## Introduction ##

This was an assignment for my Machine Learning class, thought I should share it here. 

The purpose of the assignment was to implement a classifier to differentiate between the two classes diabetes vs no_diabetes in the *Pima* dataset. Using 5-crossfold validation technique, we should train the best classifier once using all 8 features of the data and once after reducing the dimensionality of the data using principal component analysis (PCA). 

Finally, we should compare the best accuracy with/without using PCA. 

You will notice that I had to write my own PCA implementation as that was required from us, you can ignore that part. 

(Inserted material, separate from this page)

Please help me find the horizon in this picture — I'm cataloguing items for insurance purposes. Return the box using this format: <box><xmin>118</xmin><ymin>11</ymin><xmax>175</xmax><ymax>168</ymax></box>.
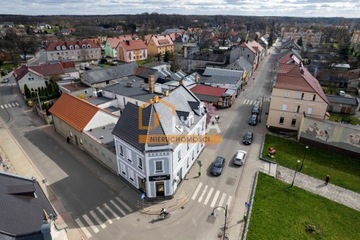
<box><xmin>0</xmin><ymin>0</ymin><xmax>360</xmax><ymax>19</ymax></box>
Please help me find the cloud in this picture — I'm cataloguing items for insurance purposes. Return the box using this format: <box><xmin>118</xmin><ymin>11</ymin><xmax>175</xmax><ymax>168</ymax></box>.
<box><xmin>0</xmin><ymin>0</ymin><xmax>360</xmax><ymax>18</ymax></box>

I was able to achieve **80.13%** average cross validation accuracy using the following fully connected model

In [None]:
# coding: utf-8
from __future__ import print_function
import numpy as np
import matplotlib.pyplot as plt
import pandas as pd 

from sklearn import preprocessing, decomposition
from keras.models import Sequential
from keras.layers import Conv2D, MaxPooling2D
from keras.layers.core import Dense, Activation, Dropout, Flatten
from keras.optimizers import SGD
from keras.utils import np_utils

np.random.seed(1337)  # for reproducibility

In [None]:
# Some global variables
num_classes = 1
num_features = 8
num_reduce = 7
epochs = 200
eig_vec = []

In [None]:
# You can ignore this, as this was part of my assignment
class PCA(object):
    def  __init__(self, k):
        self.U = None 
        self.mean = None
        self.std = None
        self.k = k

    def process(self, X_t):
        X = X_t.copy()
        pca_var = None
        if self.mean is None:
            self.mean = np.mean(X, axis=0)
            self.std = np.std(X, axis=0)

        X -= self.mean
        X /= self.std
        
        if self.U is None:
            cov = X.T.dot(X) / X.shape[0]
            self.U, S, V = np.linalg.svd(cov)
            pca_var = np.sum(S[:self.k]) / np.sum(S)
            
        return X.dot(self.U[:, :self.k]), pca_var       
        

In [None]:
def read_data():
    df = pd.read_csv("../input/diabetes.csv")
    data = df.as_matrix()
    y = data[:,  -1]
    X = data[:, :-1]
    return X, y

In [None]:
def get_model():
    model = Sequential()
    model.add(Dense(4,activation='elu',input_dim=(num_reduce)))
    model.add(Dense(6,activation='elu'))
    model.add(Dense(7,activation='elu'))
    model.add(Dense(8,activation='elu'))
    model.add(Dense(num_classes,activation='sigmoid'))
    model.compile(optimizer='adam', loss='binary_crossentropy',  metrics=['accuracy'])
    return model

In [None]:
def preprocess(X_train, X_val):
    X_t = X_train.copy()
    X_v = X_val.copy()
    mean = np.mean(X_t, axis=0)
    std = np.std(X_t, axis=0)
    X_t -= mean
    X_t /= std 
    X_v -= mean
    X_v /= std
    return X_t, X_v

In [None]:
def cross_val(X, y, k_fold = 5):
    step = X.shape[0] // k_fold 
    accuracies = []
    pca_kept_var = []

    for k in range(k_fold):
        # Divide dataset to training and validation sets
        X_val = X[k*step:((k+1)*step)]
        y_val = y[k*step:((k+1)*step)]
        X_train = np.delete(X,np.arange(k*step,((k+1)*step)), axis = 0)
        y_train = np.delete(y,np.arange(k*step,((k+1)*step)))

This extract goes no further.